PODCAST| Matt Micucci interviews Rikun Zhu, director of the film Anni.
To listen to the interview, click on the ► icon on the right, just above the picture
An interview with Chinese filmmaker Rikun Zhu, whose documentary Anni premiered at the 2018 One World International Human Rights Documentary Film Festival. The film documents the struggle in the fight for human rights and democracy in China through the story of a little girl, Anni, who was forced to leave school due to her father being labeled a dissident by the Chinese government. The director tells us about the current situation in China, and whether the struggle has worsened since he made the documentary a couple of years ago. He also talks about the difficulties in making films such as these, whether he is able to screen them in his home country, and what the benefits of showing his works to audiences in other parts of the world are.
Anni: Every child has the right to education in China. But ten-year-old Anni is not allowed to go to school. Why? Her father is a dissident. Anni and her father moved to be closer to her older sister. The little girl was not in her new school long enough to get settled – the secret police took her away after three days.
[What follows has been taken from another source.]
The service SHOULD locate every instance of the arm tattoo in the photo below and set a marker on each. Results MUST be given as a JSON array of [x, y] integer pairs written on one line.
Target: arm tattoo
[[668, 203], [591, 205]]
Her father was, as so many times before, being interrogated. The school preferred to not have anything to do with such a family, so they have refused to continue educating her. Independent Chinese director Zhu Rikun, camera in hand, follows the movement of activists who have joined forces through the Weibo social network to support Anni. Will peaceful protests in front of the school and a petition be enough to pressure the school to take her back?